Most land in Papua New Guinea is not for sale. It is customary land, owned by clans and lineages, and widely estimated at around 97% of the country. If you want to build, farm, or run a business on it, you lease access rather than buy the title. This guide explains how that works, where deals go wrong, and the concrete steps that protect your money and your relationship with the landowners.
Why customary land is different
Customary land is held collectively, usually by a clan or a smaller lineage group. Ownership passes through descent, not through a paper title on a shelf. There is often no single owner who can sign it away. Decisions belong to the group, and boundaries live in memory and oral history rather than a surveyed plan.
This is the root cause of most disputes. A person may genuinely believe they control a block, while other clan members disagree. If you deal with the wrong person, your lease can collapse years later when a rival group asserts its claim.
The legal routes to a valid lease
Incorporated Land Groups (ILGs)
The main tool for turning a fluid clan into a body you can contract with is the Incorporated Land Group. Under the Land Groups Incorporation Act, a clan can register as an ILG, list its members and leaders, and gain legal standing to hold and deal with land. A properly formed ILG gives you a named counterparty and a paper trail.
Lease-leaseback and the SABL warning
One common structure is lease-leaseback: landowners lease their land to the State, and the State leases it back to a developer. The Special Agriculture and Business Lease (SABL) used this model. It became notorious. A Commission of Inquiry in the early 2010s found that many SABLs were issued without genuine landowner consent, and the government moved to cancel large numbers of them. Treat any lease-leaseback deal with extra caution and verify consent yourself.
Voluntary customary land registration
PNG has reforms that let clans voluntarily register their customary land and record boundaries and membership. Where this has been done, your due diligence is far easier, because the group and its area are documented.
A real scenario
A small agribusiness wanted 50 hectares near a Highlands town. The founder signed with an articulate man who called himself the clan chairman. Planting started. Eighteen months later, a second family blocked the road and claimed half the block was theirs. The chairman had authority over only part of the land. Because there was no ILG resolution and no boundary walk with neighbours, the developer had no defence. Work stopped for a year while elders mediated. The fix would have cost a fraction of the loss: form the ILG first, walk the boundary with adjoining clans, and get signatures from all leaders.
Common mistakes and how to fix them
- Dealing with one confident individual. Fix: require a documented group decision and multiple leader signatures, not one person’s word.
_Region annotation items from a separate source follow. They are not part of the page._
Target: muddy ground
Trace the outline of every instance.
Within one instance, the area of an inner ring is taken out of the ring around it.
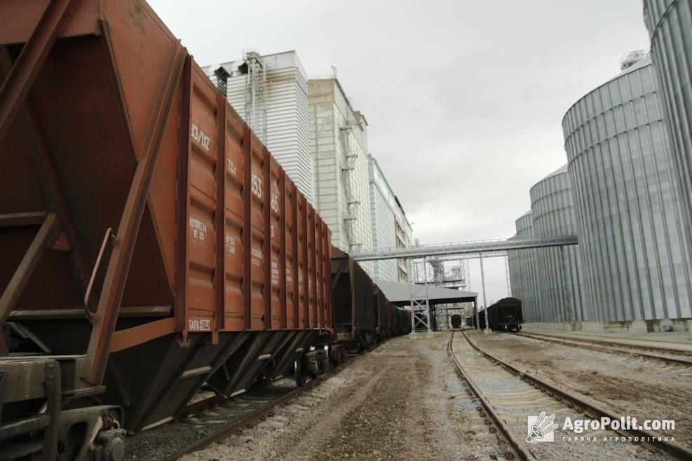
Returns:
[[[502,459],[445,350],[393,338],[273,417],[184,460]]]

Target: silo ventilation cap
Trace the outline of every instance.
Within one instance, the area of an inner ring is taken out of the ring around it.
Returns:
[[[620,60],[620,70],[629,69],[646,57],[649,53],[646,50],[635,50],[625,55]]]

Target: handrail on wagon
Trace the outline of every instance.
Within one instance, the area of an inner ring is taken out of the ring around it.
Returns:
[[[91,289],[94,286],[94,280],[96,280],[96,274],[98,273],[99,268],[101,266],[101,259],[103,254],[106,251],[106,244],[113,241],[115,235],[113,233],[113,228],[108,228],[106,230],[106,235],[103,236],[103,242],[101,242],[101,249],[99,250],[99,255],[96,257],[96,263],[94,264],[94,270],[91,272],[91,277],[89,279],[89,286],[86,287],[86,293],[84,294],[84,311],[88,318],[94,317],[94,312],[89,308],[89,298],[91,297]]]
[[[353,253],[351,254],[351,257],[355,261],[424,258],[447,254],[480,254],[489,252],[506,252],[549,247],[562,247],[565,245],[576,245],[578,242],[576,235],[538,237],[524,239],[495,239],[461,242],[459,243],[434,243],[405,248],[387,248],[373,252]]]

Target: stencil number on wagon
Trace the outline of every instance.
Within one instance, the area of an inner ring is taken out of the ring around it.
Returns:
[[[252,172],[252,193],[261,200],[262,198],[262,179],[254,171]]]
[[[192,238],[204,241],[207,235],[207,225],[197,218],[190,216],[190,228],[192,229]]]
[[[196,123],[192,124],[190,136],[197,144],[204,148],[204,150],[209,151],[209,142],[211,139],[206,133],[202,131]]]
- Skipping the boundary walk. Fix: physically walk the perimeter with the landowners and every neighbouring group, and record agreement.
- No written benefit terms. Fix: put rent, royalties, jobs, and review dates in plain language, with a Tok Pisin version read aloud.
- Assuming a lease is permanent. Fix: expect to maintain the relationship for the whole term, not just at signing.
- Ignoring women and youth. Fix: include them in consultation, since exclusion breeds later objections.
Action checklist
- Confirm the land is customary and identify the exact owning group.
- Check whether an ILG already exists, or help form one properly.
- Walk the boundary with owners and all neighbours; record it.
- Verify consent through a genuine group meeting, minuted and witnessed.
- Engage a PNG lawyer experienced in land, and confirm any lease at the Department of Lands and Physical Planning.
- Agree clear benefits, review points, and a dispute process before spending capital.
- Keep records of every payment and meeting.
Conclusion and next step
Customary land can be a sound base for a project, but only if you treat consent and boundaries as the foundation rather than a formality. Your next step is simple: before any money changes hands, confirm the owning group and whether an ILG exists. Start there, and build the deal on solid ground.
Frequently asked questions
Can I buy customary land outright?
Generally no. Customary land is held collectively and is not freely sold like a freehold title. You obtain rights through a lease or agreement with the owning group, often via an ILG.
What is an ILG and why does it matter?
An Incorporated Land Group is a clan registered under the Land Groups Incorporation Act. It gives the group legal standing to deal with land, so you have a documented counterparty instead of an individual’s claim.
Why are SABLs controversial?
Special Agriculture and Business Leases were widely misused. A Commission of Inquiry found many were granted without real landowner consent, and the State later moved to cancel many. Verify consent independently before relying on one.
What is the single biggest risk?
Dealing with someone who does not truly represent the whole group. It is the most common cause of leases unravelling after you have invested.
References
- Land Groups Incorporation Act (Papua New Guinea).
- Land Act 1996 (Papua New Guinea).
- Commission of Inquiry into the Special Agriculture and Business Leases (SABL).
- Papua New Guinea Department of Lands and Physical Planning.